Het split-brain onderzoek
Sinds enkele decennia geleden, stellen reductionisten en lichaam-geest holisten regelmatig dat er een definitief en onomstotelijk bewijs geleverd is tegen het bestaan van een persoonlijke ziel of bewustzijn dat de dood overleeft. Algemener zou een persoonlijk voortbestaan los daarvan al uiterst onwaarschijnlijk zijn door de invloed van het brein op de geest. Die invloed, bijvoorbeeld bij dronkenschap of de ziekte van Alzheimer, zou aantonen dat het bewustzijn volledig een product is van de processen in onze hersenen. Het 'definitieve bewijs' gaat volgens aanhangers verder dan alleen het bestaan van een somatische impact op de ziel. Het betreft in hun optiek experimenten die aantonen dat de eenheid van het bewustzijn een kwetsbaar verschijnsel is, dat voortgebracht wordt door hersenprocessen en daardoor ook kan worden vernietigd.

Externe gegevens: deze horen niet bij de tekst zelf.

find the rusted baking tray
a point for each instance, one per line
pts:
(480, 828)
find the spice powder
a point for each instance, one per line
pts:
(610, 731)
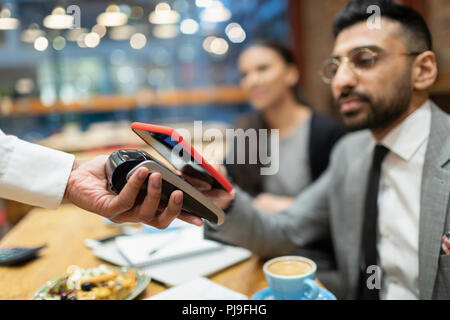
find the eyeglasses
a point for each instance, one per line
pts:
(359, 60)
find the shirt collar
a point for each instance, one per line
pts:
(406, 139)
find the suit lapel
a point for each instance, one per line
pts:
(434, 202)
(358, 176)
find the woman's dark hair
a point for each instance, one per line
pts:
(288, 57)
(414, 28)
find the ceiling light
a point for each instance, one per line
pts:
(6, 22)
(189, 26)
(32, 33)
(112, 17)
(165, 31)
(74, 34)
(59, 43)
(99, 29)
(235, 33)
(121, 33)
(216, 12)
(138, 41)
(41, 43)
(163, 14)
(92, 40)
(58, 19)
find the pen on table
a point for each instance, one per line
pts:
(161, 246)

Split-brain proeven hebben te maken met een zogenoemde callosotomie (of callostomie), een operatie waarbij een groot deel van het zogeheten corpus callosum wordt doorgesneden, d.w.z. de hersenbalk die de twee hemisferen (hersenhelften) met elkaar verbindt. Bij epilepsie-patiënten schijnt de aan die ziekte gekoppelde overprikkeling van het brein met deze methode manier namelijk sterk te worden teruggebracht, zodat het aantal aanvallen ook afneemt. Overigens worden dit soort ingrepen voor zover ik weet inmiddels niet meer zo drastisch doorgevoerd als vroeger, aangezien de technieken verder verfijnd zijn.

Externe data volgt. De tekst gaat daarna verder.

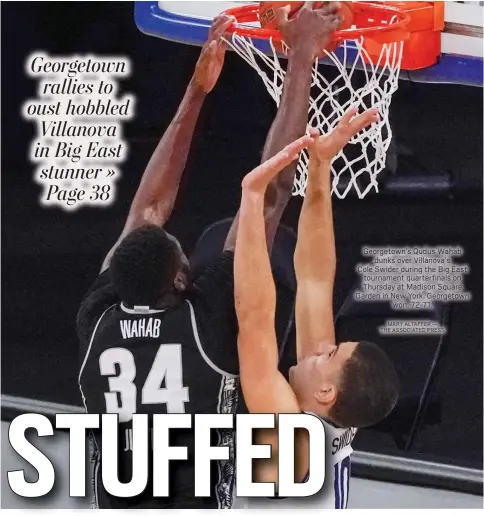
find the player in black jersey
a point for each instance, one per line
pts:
(159, 335)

Bij split-brain patiënten worden er dus beduidend minder elektrische prikkels doorgegeven van de ene hersenhelft aan de andere. Dit wil zeggen dat ook de zintuiglijke informatie gekoppeld aan de diverse zintuigen voor het grootste deel slechts één hemisfeer bereikt, in plaats van het hele brein. De materialistische theorie voorspelt dat dit behoorlijk drastische gevolgen moet hebben voor het bewustzijn, omdat dit immers een product van de hersenen zou zijn.

Neuropsychologische experimenten
Nu geven materialisten toe dat je zo'n vergaande impact in de meeste gevallen niet direct merkt aan epileptici die een split-brain operatie hebben ondergaan. In het dagelijks leven functioneren zij als doorsnee mensen zonder opvallende handicaps. Het is dus niet het geval dat ze voortdurend slechts de helft van de zintuiglijke informatie tot hun beschikking hebben en daardoor behoorlijk beperkt worden in hun doen en laten.
Dit wordt door materialisten voor zover ik weet verklaard doordat elke hersenhelft vroeg of laat alle relevante prikkels binnenkrijgt, aangezien de persoon uiteindelijk al zijn zintuigen zal gebruiken om informatie over een omgeving of object te verzamelen. Hierdoor zou er toch een behoorlijk grote afstemming tussen de hersenhelften ontstaan of anders zal één van de hemisferen de andere zozeer domineren dat normaliter alleen het daaraan gekoppelde gedrag te zien zal zijn.
Het is echter mogelijk om een experimentele opzet te creëren waarbij bijvoorbeeld elk oog een ander plaatje te zien krijgt zonder dat de patiënt hier ook met zijn andere oog naar kan kijken.